So I believe that we as Indians need to reduce our obsession of gold. We need to monetise our existing gold holding. Unfortunately, the bulk of our gold holding remains in tijori and in the black economy. We need to ensure that the frozen savings lying in the tijori comes into the main economy. Gold financing companies are doing a great job in creating liquidity out of that gold, but we need to do it on a much larger scale.

What would be your advice to young investors on how to become rich?
My immediate answer will be to invest in Kotak Mutual Fund, but that is like asking a barber whether you need a haircut or not.

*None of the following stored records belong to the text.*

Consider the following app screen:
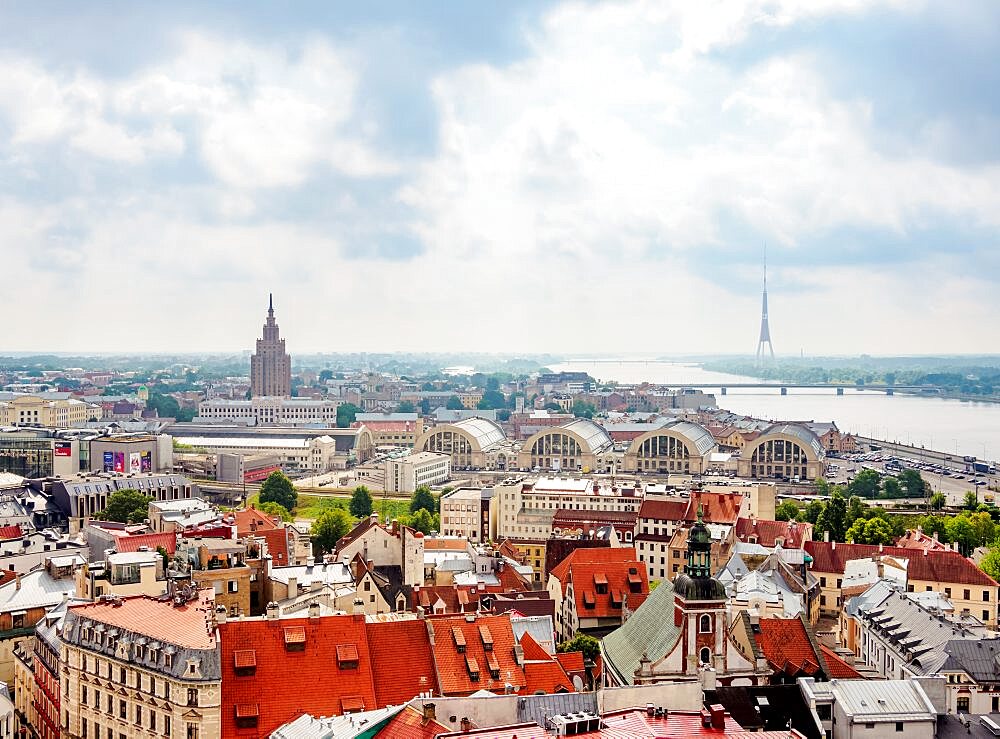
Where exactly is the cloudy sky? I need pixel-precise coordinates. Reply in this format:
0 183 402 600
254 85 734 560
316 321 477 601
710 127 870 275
0 0 1000 354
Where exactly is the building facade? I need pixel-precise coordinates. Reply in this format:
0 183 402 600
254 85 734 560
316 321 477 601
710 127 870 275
250 298 292 397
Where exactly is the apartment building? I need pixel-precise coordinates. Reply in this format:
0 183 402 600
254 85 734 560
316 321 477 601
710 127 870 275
60 591 222 739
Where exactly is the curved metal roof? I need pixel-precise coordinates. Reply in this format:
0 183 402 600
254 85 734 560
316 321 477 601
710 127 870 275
753 423 826 459
448 418 507 451
560 418 614 454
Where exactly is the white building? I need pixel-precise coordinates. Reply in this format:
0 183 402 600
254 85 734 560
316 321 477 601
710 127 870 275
385 452 451 493
197 395 340 426
492 477 642 539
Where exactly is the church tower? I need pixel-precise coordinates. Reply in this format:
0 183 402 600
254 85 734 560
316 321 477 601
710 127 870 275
674 505 730 675
250 295 292 398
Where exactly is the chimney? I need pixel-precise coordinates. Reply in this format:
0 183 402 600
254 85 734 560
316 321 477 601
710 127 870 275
708 703 726 731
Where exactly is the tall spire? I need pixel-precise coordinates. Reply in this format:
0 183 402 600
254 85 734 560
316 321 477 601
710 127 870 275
757 244 774 364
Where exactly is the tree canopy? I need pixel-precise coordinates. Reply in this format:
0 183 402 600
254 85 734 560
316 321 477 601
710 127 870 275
312 508 353 555
259 470 299 511
94 488 153 523
350 485 374 518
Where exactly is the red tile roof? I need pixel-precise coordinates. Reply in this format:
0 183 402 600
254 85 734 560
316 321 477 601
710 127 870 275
805 541 997 587
427 614 527 695
115 533 177 557
254 527 291 567
755 618 822 677
819 644 861 680
233 508 279 536
549 547 636 593
219 615 377 739
639 491 744 525
375 706 450 739
69 590 215 649
365 619 439 706
736 518 812 549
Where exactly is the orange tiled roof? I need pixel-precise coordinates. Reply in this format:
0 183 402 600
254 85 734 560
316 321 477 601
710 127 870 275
375 706 451 739
736 518 811 549
365 619 439 706
804 541 997 587
219 615 378 739
69 590 215 649
756 618 821 677
115 534 177 557
819 644 861 680
428 614 527 695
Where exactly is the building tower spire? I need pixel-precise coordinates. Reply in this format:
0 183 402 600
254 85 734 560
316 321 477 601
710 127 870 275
757 244 774 364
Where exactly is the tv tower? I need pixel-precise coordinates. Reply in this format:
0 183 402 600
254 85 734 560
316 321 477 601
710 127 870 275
757 244 774 365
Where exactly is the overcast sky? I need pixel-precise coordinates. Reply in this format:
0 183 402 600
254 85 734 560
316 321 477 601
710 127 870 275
0 0 1000 354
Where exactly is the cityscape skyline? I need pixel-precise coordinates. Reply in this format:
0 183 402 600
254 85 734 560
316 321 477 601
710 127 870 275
0 2 1000 355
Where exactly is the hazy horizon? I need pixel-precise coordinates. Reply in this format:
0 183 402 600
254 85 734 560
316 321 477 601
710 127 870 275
0 0 1000 359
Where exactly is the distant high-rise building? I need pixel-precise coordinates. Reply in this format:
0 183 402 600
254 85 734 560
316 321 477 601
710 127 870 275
250 295 292 397
757 250 774 364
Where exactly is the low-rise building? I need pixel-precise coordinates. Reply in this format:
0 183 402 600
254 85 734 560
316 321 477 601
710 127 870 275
61 591 222 739
385 452 451 493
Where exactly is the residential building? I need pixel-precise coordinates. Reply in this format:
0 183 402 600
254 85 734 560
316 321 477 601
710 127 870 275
250 296 292 397
493 477 642 539
60 591 222 739
805 541 1000 628
441 487 494 542
385 452 451 493
799 678 938 739
546 547 649 641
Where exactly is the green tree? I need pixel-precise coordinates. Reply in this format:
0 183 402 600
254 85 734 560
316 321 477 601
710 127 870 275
556 634 601 661
403 508 440 534
410 485 437 514
312 508 351 556
350 485 374 518
979 541 1000 581
259 470 299 511
774 500 799 521
847 518 893 544
898 469 930 498
94 488 153 523
257 500 293 522
882 477 906 499
847 470 879 500
337 403 361 429
816 490 847 541
947 516 978 557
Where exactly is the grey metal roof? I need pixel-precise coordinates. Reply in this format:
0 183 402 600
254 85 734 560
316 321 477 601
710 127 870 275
601 580 681 685
830 680 936 721
755 423 826 458
551 418 614 454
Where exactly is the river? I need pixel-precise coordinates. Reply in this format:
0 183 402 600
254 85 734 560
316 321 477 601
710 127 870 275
550 358 1000 460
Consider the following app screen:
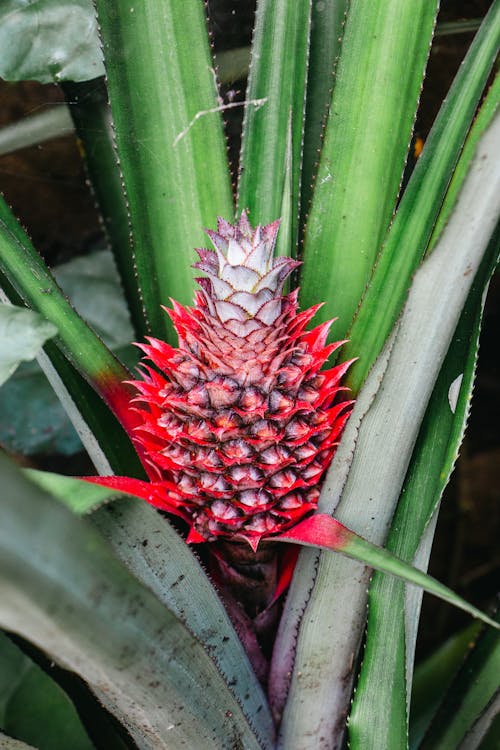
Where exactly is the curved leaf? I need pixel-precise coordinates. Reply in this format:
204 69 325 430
273 111 500 750
344 2 500 392
0 303 57 386
300 0 439 334
10 469 274 747
419 617 500 750
0 459 261 750
0 664 94 750
349 235 496 750
238 0 311 256
96 0 234 340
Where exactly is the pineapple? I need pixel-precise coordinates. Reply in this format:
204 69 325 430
127 212 352 550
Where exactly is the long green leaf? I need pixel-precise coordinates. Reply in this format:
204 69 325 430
300 0 438 338
96 0 234 339
238 0 311 255
419 618 500 750
0 663 94 750
349 232 496 750
0 731 40 750
301 0 349 225
0 459 261 750
0 306 57 385
409 622 481 750
273 111 500 748
344 7 500 392
0 197 137 438
63 79 147 338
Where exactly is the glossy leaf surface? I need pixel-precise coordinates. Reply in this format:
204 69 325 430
0 459 266 750
349 231 496 750
300 0 438 338
0 0 104 83
0 303 57 385
274 118 500 748
238 0 311 255
345 2 500 392
96 0 234 340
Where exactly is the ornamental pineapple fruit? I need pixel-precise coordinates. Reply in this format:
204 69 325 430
133 212 352 549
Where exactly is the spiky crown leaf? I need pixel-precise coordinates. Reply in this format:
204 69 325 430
129 212 352 547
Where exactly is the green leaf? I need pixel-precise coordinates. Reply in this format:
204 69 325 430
349 229 497 750
96 0 234 341
409 622 481 750
24 469 126 515
0 197 138 440
0 251 139 455
0 732 39 750
0 630 30 724
0 458 262 750
4 664 94 750
0 0 104 83
0 303 57 385
0 104 73 156
419 618 500 750
91 499 274 747
271 117 500 748
17 469 273 737
344 7 500 393
238 0 311 255
300 0 438 338
0 363 82 456
301 0 349 226
275 513 500 628
63 79 147 339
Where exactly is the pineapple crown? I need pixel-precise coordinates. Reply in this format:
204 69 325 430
194 211 300 335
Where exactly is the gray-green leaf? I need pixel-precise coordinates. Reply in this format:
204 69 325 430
0 0 104 83
0 304 57 385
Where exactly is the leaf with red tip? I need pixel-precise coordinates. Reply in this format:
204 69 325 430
82 476 188 520
276 513 500 629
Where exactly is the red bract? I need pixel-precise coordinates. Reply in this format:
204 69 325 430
88 213 353 549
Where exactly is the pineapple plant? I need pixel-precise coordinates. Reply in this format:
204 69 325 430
96 212 352 550
0 0 500 750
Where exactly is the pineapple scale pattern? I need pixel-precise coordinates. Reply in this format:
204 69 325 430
133 212 352 547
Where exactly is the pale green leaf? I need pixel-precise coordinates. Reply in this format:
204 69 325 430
0 303 57 385
0 0 104 83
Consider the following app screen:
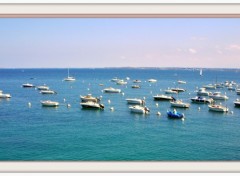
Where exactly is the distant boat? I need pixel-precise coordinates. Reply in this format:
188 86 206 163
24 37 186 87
41 100 59 107
22 83 35 88
167 109 184 119
37 86 49 90
129 105 150 114
80 101 104 109
126 98 145 104
0 90 12 98
40 90 57 94
199 69 202 76
64 68 76 81
208 105 228 112
103 87 121 93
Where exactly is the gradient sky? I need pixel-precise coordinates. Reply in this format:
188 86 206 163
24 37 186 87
0 18 240 68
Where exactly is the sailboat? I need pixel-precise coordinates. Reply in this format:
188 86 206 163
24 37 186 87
64 68 76 81
199 69 202 76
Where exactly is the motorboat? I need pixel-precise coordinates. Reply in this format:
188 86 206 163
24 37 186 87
129 105 150 114
191 96 213 103
164 89 178 94
132 85 140 89
103 87 121 93
178 80 187 84
208 105 228 112
64 68 76 81
236 89 240 95
80 101 104 109
167 109 184 119
203 84 216 89
37 86 49 90
64 76 76 81
233 99 240 107
133 79 142 83
171 87 186 93
215 84 224 88
197 88 211 96
80 94 100 103
170 100 190 108
209 92 228 100
111 77 119 82
116 80 127 85
126 98 145 104
0 90 12 98
40 90 57 94
22 83 35 88
41 100 59 107
148 79 157 83
153 95 173 101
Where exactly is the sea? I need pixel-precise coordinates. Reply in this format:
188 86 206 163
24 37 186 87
0 68 240 161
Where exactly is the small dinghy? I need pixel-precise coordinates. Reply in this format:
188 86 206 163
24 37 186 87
129 105 150 114
40 90 57 94
80 101 104 109
167 109 184 119
41 100 59 107
191 96 213 103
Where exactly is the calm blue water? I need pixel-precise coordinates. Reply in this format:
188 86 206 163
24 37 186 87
0 69 240 161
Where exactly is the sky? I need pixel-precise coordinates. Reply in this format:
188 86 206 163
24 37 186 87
0 18 240 68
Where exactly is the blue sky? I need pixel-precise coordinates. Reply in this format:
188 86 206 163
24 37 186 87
0 18 240 68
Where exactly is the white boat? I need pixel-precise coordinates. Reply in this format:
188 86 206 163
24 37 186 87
164 89 178 94
191 96 213 103
208 105 228 112
37 86 49 90
80 94 100 103
126 98 145 104
64 68 76 81
40 90 57 94
236 89 240 95
178 80 187 84
111 77 119 82
22 83 35 88
153 95 173 100
116 80 127 85
233 99 240 107
171 87 186 93
0 91 12 98
209 92 228 100
170 100 190 108
132 85 140 89
203 84 216 89
148 79 157 83
197 88 211 96
103 87 121 93
41 100 59 107
129 105 150 114
133 79 142 83
80 101 104 109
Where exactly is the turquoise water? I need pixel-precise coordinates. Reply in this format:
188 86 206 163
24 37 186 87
0 69 240 161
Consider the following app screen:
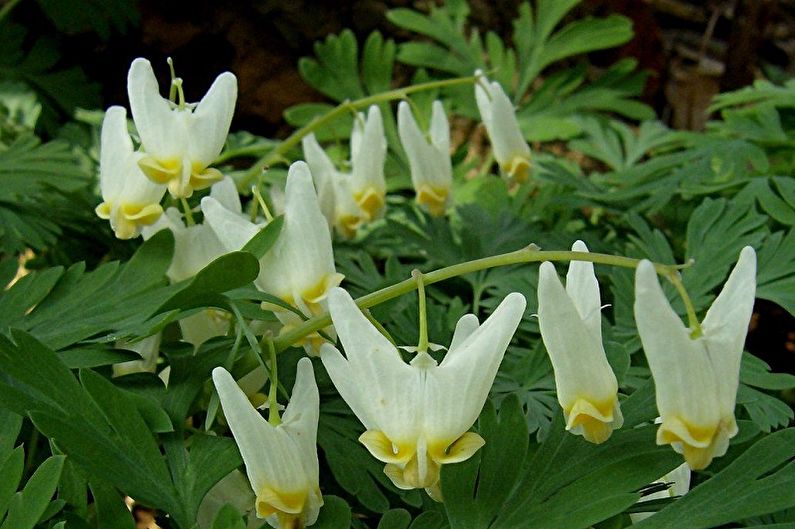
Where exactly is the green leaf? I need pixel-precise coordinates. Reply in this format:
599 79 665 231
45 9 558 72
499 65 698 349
177 434 243 517
157 249 256 312
0 456 65 529
91 479 135 529
756 229 795 316
0 230 176 349
38 0 140 40
492 390 681 529
682 198 766 310
376 509 411 529
213 505 246 529
362 31 395 94
441 397 529 529
298 29 365 101
737 384 795 433
240 215 284 259
740 353 795 390
0 446 25 520
312 495 351 529
633 428 795 529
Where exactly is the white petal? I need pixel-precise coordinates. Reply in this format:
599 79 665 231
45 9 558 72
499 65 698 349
99 106 133 201
429 99 450 154
201 196 260 252
168 224 228 282
442 314 480 354
213 367 278 493
702 246 756 416
566 241 602 342
127 58 187 160
210 176 243 215
188 72 237 168
301 134 337 226
398 101 452 190
324 288 422 443
635 260 720 426
486 81 530 165
423 292 526 442
281 357 320 483
282 162 336 299
351 105 386 192
538 262 618 410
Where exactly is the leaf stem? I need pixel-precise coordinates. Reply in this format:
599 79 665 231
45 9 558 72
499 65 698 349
268 338 282 426
179 198 196 226
274 244 697 352
0 0 22 22
411 268 428 353
242 76 476 186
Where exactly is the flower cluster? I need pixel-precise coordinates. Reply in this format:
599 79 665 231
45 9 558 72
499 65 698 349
96 59 756 528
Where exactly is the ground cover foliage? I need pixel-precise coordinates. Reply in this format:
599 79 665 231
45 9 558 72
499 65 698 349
0 0 795 529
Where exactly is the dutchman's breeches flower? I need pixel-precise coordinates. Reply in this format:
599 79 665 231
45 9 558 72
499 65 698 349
127 58 237 198
635 246 756 470
320 288 525 498
398 101 453 217
350 105 386 221
538 241 624 443
213 358 323 529
95 107 166 239
475 70 532 183
202 162 343 355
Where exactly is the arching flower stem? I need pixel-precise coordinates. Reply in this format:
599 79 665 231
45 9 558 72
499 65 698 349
273 244 700 353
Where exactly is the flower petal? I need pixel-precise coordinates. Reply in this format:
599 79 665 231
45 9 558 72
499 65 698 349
321 288 422 445
566 241 602 342
538 262 618 437
201 196 260 252
127 58 187 162
188 72 237 167
423 292 526 445
701 246 756 416
635 260 721 434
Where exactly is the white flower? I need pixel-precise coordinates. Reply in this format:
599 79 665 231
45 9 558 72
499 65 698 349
257 162 343 322
301 134 339 229
202 162 343 354
629 463 690 523
127 58 237 197
398 101 453 217
213 358 323 529
95 107 166 239
301 105 386 239
350 105 386 221
538 241 624 443
635 246 756 470
320 288 525 497
143 177 247 347
113 333 163 377
475 70 531 183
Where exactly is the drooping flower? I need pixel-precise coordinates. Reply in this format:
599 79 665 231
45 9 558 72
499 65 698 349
257 162 343 324
320 288 525 498
113 333 163 377
350 105 386 221
475 70 532 183
629 463 690 523
538 241 624 443
398 101 453 217
95 106 166 239
635 246 756 470
202 162 343 354
301 105 386 238
213 358 323 529
143 177 247 347
127 58 237 198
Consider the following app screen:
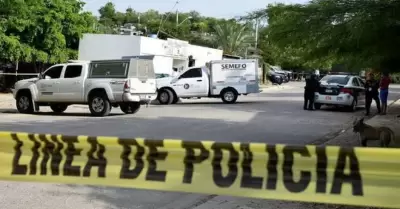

I have three advices for investors to become rich. One, be a long-term investor. There is a proverb which says that you should not expect mangoes before 12 years. In the same way, you have to create wealth over a period of time. Second, be a regular investor. All the little savings which you do by avoiding one outing at a hotel or a restaurant will go a long way in building a good retirement corpus. The third one is to follow a disciplined asset allocation. You do not put all the eggs in one basket. In the same way, you do not make all your investments based on past performance. Whatever has given 100% return in the last one year, chances are that in the next year they are not going to give 100% return.

So be a regular investor, be a long-term investor and be a disciplined asset allocator. This is good enough for you to become rich.

Is it too early to factor in a year-end target for the index? We are still uncertain about the next few months. Given how bullish everyone seems to be, is the year-end target doable?
When there is a consensus, there is always a risk. Markets have always surprised. At this point of time, we maintain equal weight allocation to equity. Markets are not cheap like they were in March, April, May or June 2020 period and markets are not very expensive either. It is pricing in risk and reward. It is pricing in hope and fear. There will be some amount of consolidation at the current level. So maintain equal weight allocation to equity. Take the ride of volatility in your stride and try to take advantage of that by buying into correction if it comes.

I know that you are into spirituality. Imagine if you have to go on a three-year break and you are allowed to invest once before three years, then what is that one trade you would like to do before going for the three-year break?
If I have the luxury of not looking at my portfolio for three years and build it today, I will go and buy industrial stocks. These companies have seen very subdued capital expenditure in the last five years. Now we are seeing revival of capex across the world. The mother of a big wave on infrastructure and capital expenditure is coming around the world, thanks to the government stimulus. There will be export and local markets for capital industrial equipment. Today commodities like cements are running at the top end of their capacity utilisation. Pretty soon, there will be plans for spending or incurring capital expenditure on this. Now you have a very good combo of next three years where companies have become fighting fit because they have to survive. They are going to get volume expansion in local as well as exports market. So if I have to play a three-year game, I will buy quality industrial stocks which have export presence as well as local market and sleep over it.